Why would Socrates love the iPhone?  Because he was a connector.  He cherished his friends and was intensely curious about their lives.  He lived in and was energized by life in the city.  The city in Socrates’ day was where learning happened!  So, when his friend Phaedrus suggested that he join him on a stroll outside the city walls, Socrates was incredulous.  ‘Forgive me, friend,’ says Socrates.  ‘I am devoted to learning; landscapes and trees have nothing to teach me–only people in the city can do that.’  Well, who am I to argue with Socrates?!  But, he’s dead and I’m not so I am going to assert one thing about the importance of separating ourselves–whether by going for a walk outside the city or simply turning off some of our gadgets–from the crowd periodically.  

William Powers, whose work, Hamlet’s Blackberry, I cited in an earlier post, offered this bit of wisdom:

“Everyone needs to create a gap between themselves and the screen–the gap that opens up when you turn it off.  When you do that, something miraculous happens.  You regain the best part of yourself and the best part of life, the human part.”
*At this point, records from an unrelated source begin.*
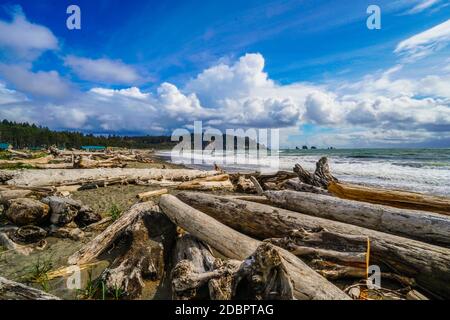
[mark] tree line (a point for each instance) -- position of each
(25, 135)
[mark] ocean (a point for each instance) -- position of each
(420, 170)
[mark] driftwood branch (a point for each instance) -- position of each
(428, 264)
(307, 284)
(421, 225)
(11, 290)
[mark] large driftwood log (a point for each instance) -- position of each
(421, 225)
(11, 290)
(428, 264)
(60, 177)
(306, 283)
(197, 274)
(10, 245)
(23, 211)
(218, 182)
(144, 256)
(81, 162)
(148, 237)
(394, 198)
(294, 184)
(105, 239)
(321, 176)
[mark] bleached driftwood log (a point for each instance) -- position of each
(31, 162)
(60, 177)
(218, 182)
(10, 245)
(197, 274)
(11, 290)
(306, 283)
(81, 162)
(428, 264)
(394, 198)
(295, 184)
(421, 225)
(148, 235)
(20, 154)
(321, 176)
(154, 193)
(23, 211)
(105, 239)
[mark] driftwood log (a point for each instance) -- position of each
(23, 211)
(394, 198)
(421, 225)
(148, 194)
(305, 282)
(428, 264)
(197, 274)
(147, 234)
(60, 177)
(11, 290)
(321, 176)
(218, 182)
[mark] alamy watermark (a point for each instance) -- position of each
(374, 20)
(73, 22)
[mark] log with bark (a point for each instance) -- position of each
(428, 264)
(11, 290)
(148, 194)
(197, 274)
(148, 237)
(20, 154)
(321, 176)
(305, 282)
(61, 177)
(294, 184)
(23, 211)
(218, 182)
(421, 225)
(30, 162)
(81, 162)
(394, 198)
(10, 245)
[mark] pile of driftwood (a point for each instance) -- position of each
(67, 159)
(299, 238)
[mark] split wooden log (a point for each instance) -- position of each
(61, 177)
(219, 182)
(143, 259)
(81, 162)
(154, 193)
(31, 162)
(321, 176)
(11, 290)
(294, 184)
(10, 245)
(148, 237)
(306, 283)
(6, 195)
(428, 264)
(259, 189)
(197, 274)
(421, 225)
(394, 198)
(23, 211)
(105, 239)
(20, 154)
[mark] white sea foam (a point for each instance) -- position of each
(394, 173)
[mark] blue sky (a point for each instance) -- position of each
(311, 68)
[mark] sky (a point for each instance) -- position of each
(310, 68)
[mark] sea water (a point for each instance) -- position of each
(421, 170)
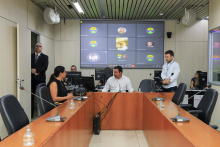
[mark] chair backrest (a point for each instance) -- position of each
(12, 114)
(179, 94)
(147, 85)
(44, 93)
(207, 105)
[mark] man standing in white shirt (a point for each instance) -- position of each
(169, 80)
(118, 82)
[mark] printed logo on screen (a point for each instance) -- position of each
(93, 57)
(124, 56)
(215, 57)
(121, 30)
(93, 43)
(150, 30)
(119, 56)
(150, 57)
(93, 30)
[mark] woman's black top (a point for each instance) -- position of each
(62, 91)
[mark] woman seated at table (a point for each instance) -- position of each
(195, 81)
(57, 88)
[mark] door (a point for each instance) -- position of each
(24, 68)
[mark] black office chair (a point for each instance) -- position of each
(12, 114)
(44, 93)
(206, 106)
(179, 94)
(147, 85)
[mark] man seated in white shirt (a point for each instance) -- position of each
(118, 82)
(169, 80)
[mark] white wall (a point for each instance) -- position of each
(214, 14)
(28, 15)
(190, 45)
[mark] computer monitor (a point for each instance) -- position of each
(103, 74)
(157, 73)
(202, 80)
(73, 77)
(88, 83)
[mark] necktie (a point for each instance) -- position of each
(36, 57)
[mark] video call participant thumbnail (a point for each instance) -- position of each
(150, 44)
(121, 44)
(118, 82)
(73, 68)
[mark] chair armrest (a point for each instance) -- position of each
(195, 112)
(214, 126)
(186, 106)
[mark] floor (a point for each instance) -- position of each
(119, 138)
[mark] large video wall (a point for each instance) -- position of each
(130, 44)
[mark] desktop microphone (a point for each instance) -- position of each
(151, 84)
(56, 118)
(179, 118)
(158, 98)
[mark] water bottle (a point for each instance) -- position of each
(28, 139)
(72, 104)
(161, 105)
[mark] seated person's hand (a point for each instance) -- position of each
(192, 87)
(69, 96)
(166, 81)
(33, 70)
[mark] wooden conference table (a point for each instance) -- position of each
(130, 111)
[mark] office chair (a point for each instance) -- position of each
(179, 94)
(44, 93)
(12, 114)
(206, 106)
(147, 85)
(36, 92)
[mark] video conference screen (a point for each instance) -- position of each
(134, 44)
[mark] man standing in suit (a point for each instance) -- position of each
(39, 64)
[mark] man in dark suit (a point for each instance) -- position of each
(39, 64)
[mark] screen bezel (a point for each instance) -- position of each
(121, 22)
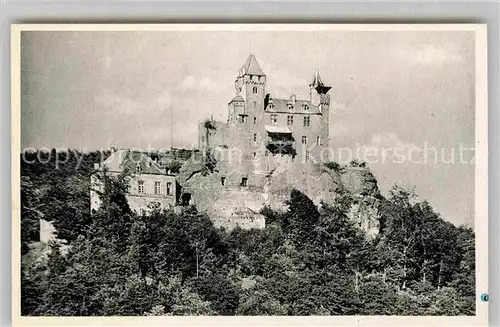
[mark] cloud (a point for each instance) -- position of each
(429, 55)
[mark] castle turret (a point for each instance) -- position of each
(251, 85)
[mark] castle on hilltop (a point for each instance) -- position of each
(260, 127)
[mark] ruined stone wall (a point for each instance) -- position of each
(136, 200)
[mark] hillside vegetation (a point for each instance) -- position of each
(308, 260)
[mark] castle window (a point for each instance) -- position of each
(157, 188)
(307, 121)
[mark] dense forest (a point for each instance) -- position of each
(308, 260)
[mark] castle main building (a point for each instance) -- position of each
(260, 126)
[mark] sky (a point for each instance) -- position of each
(411, 91)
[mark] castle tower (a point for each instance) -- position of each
(251, 85)
(319, 97)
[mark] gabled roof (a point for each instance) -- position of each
(251, 67)
(130, 160)
(281, 105)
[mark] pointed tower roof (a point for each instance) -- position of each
(251, 67)
(317, 79)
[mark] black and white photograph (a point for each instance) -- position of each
(251, 170)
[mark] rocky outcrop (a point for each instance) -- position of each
(236, 205)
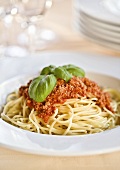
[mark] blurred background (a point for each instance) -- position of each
(32, 26)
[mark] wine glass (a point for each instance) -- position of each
(22, 32)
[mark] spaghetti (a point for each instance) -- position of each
(78, 114)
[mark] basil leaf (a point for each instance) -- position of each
(74, 70)
(33, 86)
(47, 70)
(41, 87)
(62, 73)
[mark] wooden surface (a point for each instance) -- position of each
(59, 18)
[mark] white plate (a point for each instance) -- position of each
(77, 14)
(97, 9)
(25, 141)
(113, 6)
(92, 36)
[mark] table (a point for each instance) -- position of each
(59, 19)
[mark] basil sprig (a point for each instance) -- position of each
(41, 87)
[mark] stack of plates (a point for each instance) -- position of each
(99, 20)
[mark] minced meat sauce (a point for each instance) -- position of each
(75, 88)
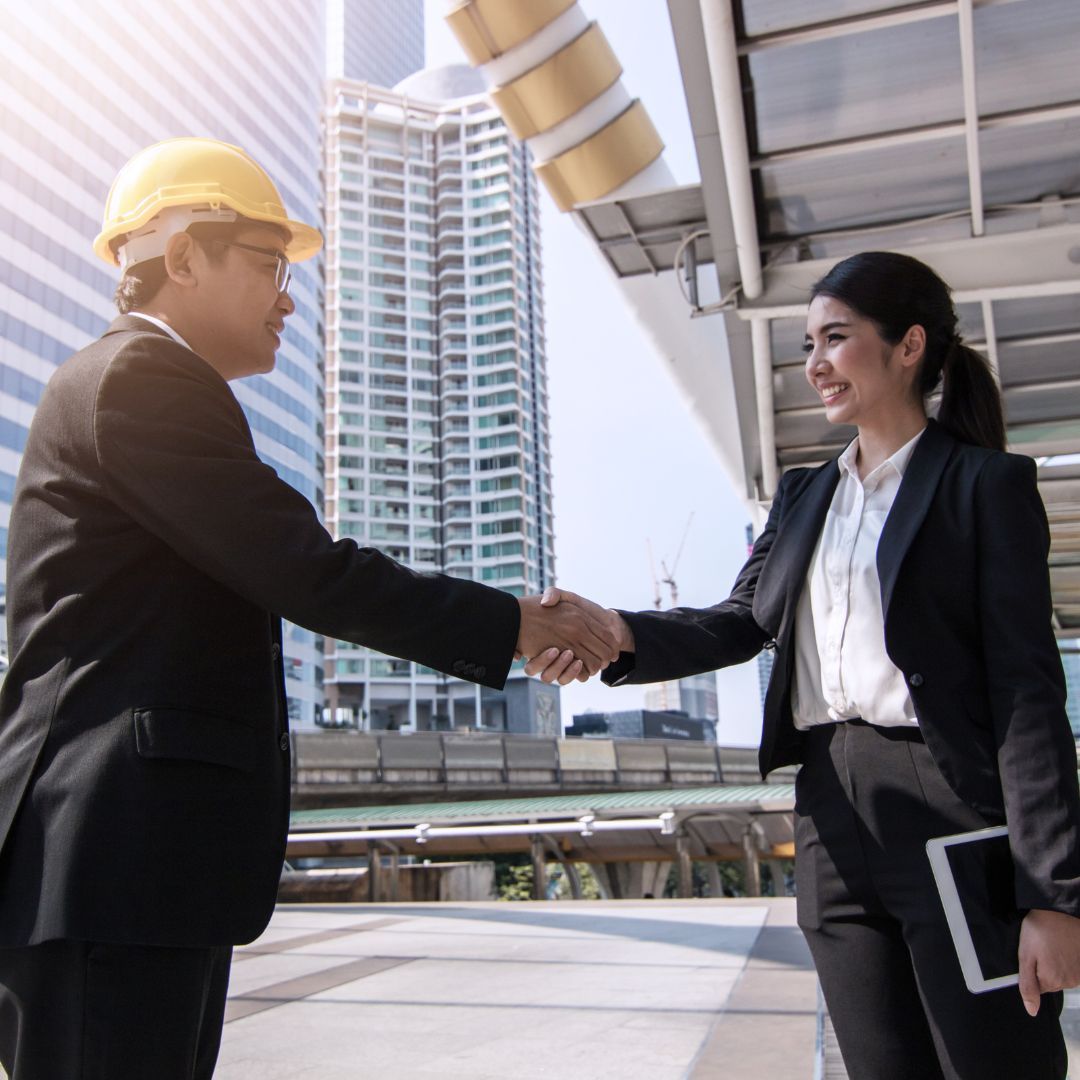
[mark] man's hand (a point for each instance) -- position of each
(1049, 955)
(563, 665)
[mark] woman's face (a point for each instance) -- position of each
(858, 375)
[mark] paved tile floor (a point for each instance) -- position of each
(491, 991)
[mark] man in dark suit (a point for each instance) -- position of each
(144, 738)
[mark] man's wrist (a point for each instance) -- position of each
(625, 634)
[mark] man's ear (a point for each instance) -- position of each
(180, 251)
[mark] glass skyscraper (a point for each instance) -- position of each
(82, 88)
(437, 436)
(378, 41)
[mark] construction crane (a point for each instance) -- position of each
(657, 602)
(669, 578)
(665, 696)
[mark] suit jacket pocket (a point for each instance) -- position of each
(179, 733)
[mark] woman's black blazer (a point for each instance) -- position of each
(966, 595)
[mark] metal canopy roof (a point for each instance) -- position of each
(714, 822)
(945, 129)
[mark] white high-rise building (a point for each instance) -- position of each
(85, 85)
(436, 437)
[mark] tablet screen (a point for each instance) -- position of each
(983, 872)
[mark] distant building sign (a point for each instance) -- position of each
(643, 724)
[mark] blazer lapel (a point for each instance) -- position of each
(129, 324)
(785, 568)
(909, 508)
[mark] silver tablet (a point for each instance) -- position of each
(975, 878)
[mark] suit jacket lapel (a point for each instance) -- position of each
(909, 508)
(133, 324)
(785, 569)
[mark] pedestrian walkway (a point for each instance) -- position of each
(590, 990)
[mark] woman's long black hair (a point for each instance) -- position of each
(896, 293)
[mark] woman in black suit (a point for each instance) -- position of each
(904, 589)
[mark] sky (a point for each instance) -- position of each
(630, 464)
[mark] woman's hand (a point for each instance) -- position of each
(1049, 955)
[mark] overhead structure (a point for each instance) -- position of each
(945, 129)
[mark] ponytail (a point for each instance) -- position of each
(971, 402)
(898, 292)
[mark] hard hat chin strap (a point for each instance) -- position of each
(149, 242)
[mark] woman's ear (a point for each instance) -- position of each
(913, 346)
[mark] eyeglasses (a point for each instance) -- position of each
(283, 273)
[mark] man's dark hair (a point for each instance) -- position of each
(140, 284)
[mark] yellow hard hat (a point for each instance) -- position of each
(214, 179)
Enjoy your gadgets.  I certainly do.  But remember to take a little time (Stop) and regain (Discover) the best part of yourself and life…the human part!

My Anchor

I’ve been reading a broad spectrum of writers and philosophy lately.  I like the diversity of thought and am challenged by the new ideas.  However, I realized recently that I’ve allowed myself to be distracted somewhat by these sources.  I’ve strayed from what a Methodist Minister once described to me as the ‘bull’s eye of my faith:  Jesus.  Among my recent readings has been a priceless work entitled Falling Upward by Franciscan Priest, Richard Rohr.   Here’s how he addressed the bulls eye:

If I dared to present all these ideas simply as my ideas, or because they match modern psychology or old mythology, I would be dishonest.  Jesus, for me, always clinches the deal and I sometimes wonder why I did not listen to him in the first place.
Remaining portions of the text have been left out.